"Flat" in this context means in terms of curvature. Using 2D as an example you can have a piece of paper which is 2D and flat or something like the surface of a balloon which is 2D and curved.

The problem is that, from the perspective of any beings that live on and are constrained by those 2D surfaces, the world just looks "flat" to them in both cases because any 2D beams of light are also constrained to the surface. The balloon case is curved, but it is curved through a third dimension which 2D beings cannot perceive.

Stepping back up into our 3D work, there is an open question as to whether our 3D space is "flat" or "curved" in the 3D sense. If it was curved, it would be curved through a fourth dimension which we cannot directly perceive, so how could we tell?

Stepping back down into 2D, our 2D beings could indirectly determine the curvature of their world through triangles.
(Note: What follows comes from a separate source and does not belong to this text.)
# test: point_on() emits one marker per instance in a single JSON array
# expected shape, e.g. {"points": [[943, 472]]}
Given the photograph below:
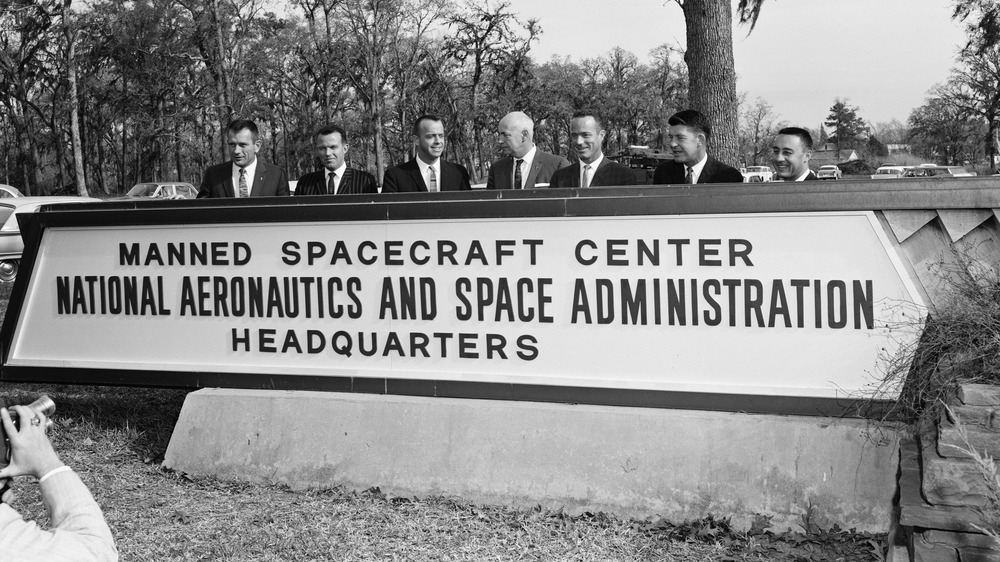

In the flat 2D world, any triangles they made would have angles whose sum always equals 180 degrees. But in the curved 2D world, you would be able to make triangles whose angles sum to greater than 180 degrees.

This property also works in 3D. If our universe is flat, then triangles all have angles that sum up to 180 degrees and if it is curved then they could sum up to greater than 180 degrees. By picking distant objects (such as far away stars and galaxies) and measuring the relative distances between those objects, we can calculate their angles. Within a certain margin of error, we've calculate that our universe is either flat or has a very very very very small amount of curvature.